Poi non so come e perché venne fuori la falsa notizia che avevo visto sfrecciare un vespino un istante prima dell'esplosione, ma non era per niente vero. Infatti dagli atti processuali e dalle dichiarazioni dei pentiti, è stato accertato che i sicari che azionarono il telecomando erano a circa 100 metri distanti dall'autobomba.

Quindi dopo questa notizia, divenni, mio malgrado, un potenziale e scomodo testimone, cosicché il Procuratore Pajno penso bene di affidarmi una tutela, stava sempre accanto al mio lettino e mi seguiva in tutti i miei spostamenti.

Nel pomeriggio venne un maresciallo dei carabinieri ad interrogarmi, ma non potevo essergli utile, perché non avevo visto veramente nulla.

Ma nessuno aveva previsto che questa falsa notizia mi provocò un'indescrivibile terrore, ero terrorizzato, perché pensai che a causa di ciò qualcuno sarebbe venuto a tapparmi la bocca.

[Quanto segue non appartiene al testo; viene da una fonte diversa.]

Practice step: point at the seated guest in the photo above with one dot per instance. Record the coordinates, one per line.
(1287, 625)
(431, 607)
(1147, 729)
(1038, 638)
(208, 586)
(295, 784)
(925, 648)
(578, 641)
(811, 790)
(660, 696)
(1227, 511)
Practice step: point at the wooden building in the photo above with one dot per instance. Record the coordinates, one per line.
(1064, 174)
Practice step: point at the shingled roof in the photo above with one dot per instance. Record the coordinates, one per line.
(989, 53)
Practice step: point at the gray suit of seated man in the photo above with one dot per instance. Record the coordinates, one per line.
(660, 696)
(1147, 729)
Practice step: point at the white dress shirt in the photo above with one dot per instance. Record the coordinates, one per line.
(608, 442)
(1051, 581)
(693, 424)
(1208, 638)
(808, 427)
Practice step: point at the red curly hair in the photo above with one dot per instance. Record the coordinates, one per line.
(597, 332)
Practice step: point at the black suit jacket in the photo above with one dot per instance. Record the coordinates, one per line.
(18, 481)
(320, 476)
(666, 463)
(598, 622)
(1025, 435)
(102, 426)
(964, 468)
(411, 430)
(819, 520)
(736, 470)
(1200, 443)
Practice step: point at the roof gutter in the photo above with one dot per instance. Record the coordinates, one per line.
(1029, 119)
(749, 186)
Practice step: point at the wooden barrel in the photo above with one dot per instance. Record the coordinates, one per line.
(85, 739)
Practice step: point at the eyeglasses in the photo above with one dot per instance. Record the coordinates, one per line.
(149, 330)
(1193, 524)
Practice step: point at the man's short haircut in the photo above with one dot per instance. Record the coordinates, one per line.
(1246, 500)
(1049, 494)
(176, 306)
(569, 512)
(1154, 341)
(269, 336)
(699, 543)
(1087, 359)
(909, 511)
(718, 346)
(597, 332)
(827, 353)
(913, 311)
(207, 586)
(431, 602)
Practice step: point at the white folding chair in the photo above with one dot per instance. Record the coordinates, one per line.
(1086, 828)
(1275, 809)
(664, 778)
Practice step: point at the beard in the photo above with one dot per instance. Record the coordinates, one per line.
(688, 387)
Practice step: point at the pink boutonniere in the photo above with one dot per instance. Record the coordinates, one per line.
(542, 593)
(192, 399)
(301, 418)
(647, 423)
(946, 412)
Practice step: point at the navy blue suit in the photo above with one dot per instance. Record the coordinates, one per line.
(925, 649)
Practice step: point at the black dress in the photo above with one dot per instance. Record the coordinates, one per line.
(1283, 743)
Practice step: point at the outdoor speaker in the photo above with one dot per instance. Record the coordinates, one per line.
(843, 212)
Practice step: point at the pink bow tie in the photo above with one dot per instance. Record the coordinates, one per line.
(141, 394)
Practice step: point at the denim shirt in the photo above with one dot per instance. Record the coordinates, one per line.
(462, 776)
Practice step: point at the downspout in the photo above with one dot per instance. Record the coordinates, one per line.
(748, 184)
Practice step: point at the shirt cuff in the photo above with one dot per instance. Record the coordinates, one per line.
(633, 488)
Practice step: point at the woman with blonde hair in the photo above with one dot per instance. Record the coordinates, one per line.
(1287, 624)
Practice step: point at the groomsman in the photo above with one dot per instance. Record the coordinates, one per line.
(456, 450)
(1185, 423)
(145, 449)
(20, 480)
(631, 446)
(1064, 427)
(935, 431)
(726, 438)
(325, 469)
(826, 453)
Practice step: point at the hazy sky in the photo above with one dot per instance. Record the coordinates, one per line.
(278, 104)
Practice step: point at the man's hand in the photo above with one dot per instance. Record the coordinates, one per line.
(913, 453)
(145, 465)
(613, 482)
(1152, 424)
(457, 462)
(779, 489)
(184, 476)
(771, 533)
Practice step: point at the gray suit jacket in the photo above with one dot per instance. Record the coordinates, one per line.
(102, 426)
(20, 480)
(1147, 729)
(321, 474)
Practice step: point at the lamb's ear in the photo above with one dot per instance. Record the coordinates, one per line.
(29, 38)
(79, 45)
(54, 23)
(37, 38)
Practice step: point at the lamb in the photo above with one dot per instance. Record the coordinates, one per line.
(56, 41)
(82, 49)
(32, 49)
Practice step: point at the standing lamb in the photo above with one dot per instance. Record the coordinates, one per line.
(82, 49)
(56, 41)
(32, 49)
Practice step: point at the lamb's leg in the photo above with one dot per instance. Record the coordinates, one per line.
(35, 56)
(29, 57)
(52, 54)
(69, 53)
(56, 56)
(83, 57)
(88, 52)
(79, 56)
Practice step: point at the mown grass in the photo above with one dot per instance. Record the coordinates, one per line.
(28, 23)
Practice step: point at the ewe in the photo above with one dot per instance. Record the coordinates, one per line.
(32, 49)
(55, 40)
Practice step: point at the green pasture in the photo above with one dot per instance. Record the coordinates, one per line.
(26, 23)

In quella prima interminabile notte da sopravvissuto mi fecero compagnia mille pensieri e mille angosce, il Consigliere non c'era più, i miei amici spazzati via come fuscelli, così come il povero portiere.

Volevo piangere, ma non ci riuscivo, la tutela che mi faceva compagnia mi guardava senza dire nulla, poi ad un certo punto chiese al medico di guardia se poteva darmi un tranquillante, ma fu inutile.

Il giorno seguente fui operato alla mano ed ancora oggi porto una placchetta di metallo.

Quando fui in grado di alzarmi dal letto, preferii trascorrere il tempo nella stanza dei bambini che erano lì ricoverati. Perché proprio dai bambini? Perché, a differenza degli adulti, non mi guardavano come una bestia rara, né mi chiedevano nulla, né dovevo spiegare loro cosa mi era successo.

Tre o quattro giorni dopo venne a trovarmi il dottore Falcone ed il dottore Ayala. Falcone mi disse che aspettava il mio ritorno, io gli risposi: "ci può contare", ma in cuor mio sapevo che non avrei potuto più scortarlo, infatti fu così!

Avevo tanto desiderato fare quel lavoro e per colpa dell'onorata società i miei sogni sono svaniti il 29 luglio 1983.